Both methods relied on attachment iteration. SGML decomposition for these older text-only filings produces empty attachment shells — 20 placeholders with empty=True and text_len=0. The full filing text is only accessible via filing.text(), which the search/grep paths didn't touch.
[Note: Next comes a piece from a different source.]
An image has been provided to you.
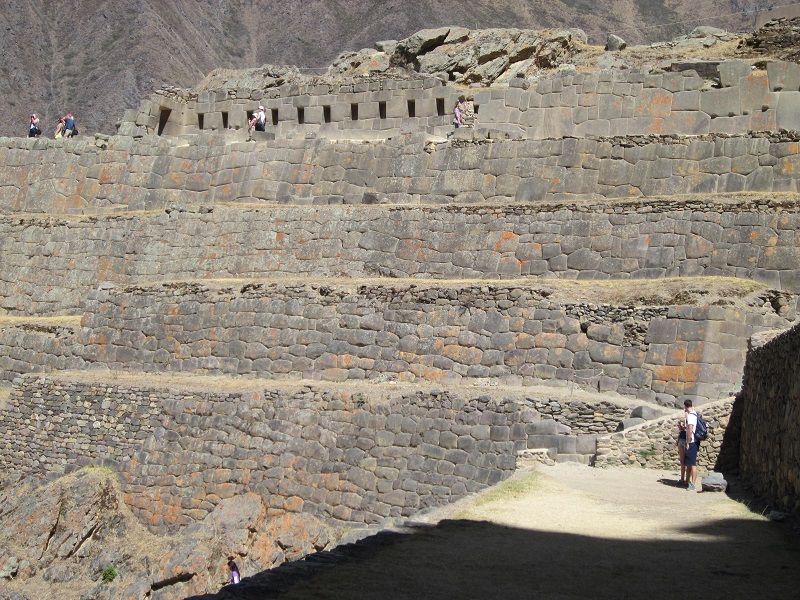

sections() additionally asserted html() is not None, which fails outright on text-only filings.

Fix

  • sections() — drop the assert; when html() is None, chunk filing.text() on <PAGE> markers (legacy SEC format pre-2002 page boundaries) or blank-line breaks, with a 50-char min to filter page-header noise. Falls back to single-section if no chunks survive.
  • grep() — handle attachments lookup failure gracefully (return-on-error replaced with empty list); track whether any attachment yielded usable text; when none did and no non-primary document filter is set, fall back to grep'ing filing.text() as the "primary" document.

Verification

Before fix (PCG 1999 10-K, plain text, 274,587 chars containing "employees"):

  • search("employees")AssertionError
  • grep("employees") → 0 matches

After fix:

  • search("employees") → 2 BM25 hits
  • grep("employees") → 5 matches

HTML-filing path unchanged (verified on PCG 2025 10-K: 167 grep matches, 17 search hits, same as before).

Test plan

  • Regression test added at tests/issues/regression/test_issue_819_search_grep_on_text_filings.py (5 cases, all @pytest.mark.network)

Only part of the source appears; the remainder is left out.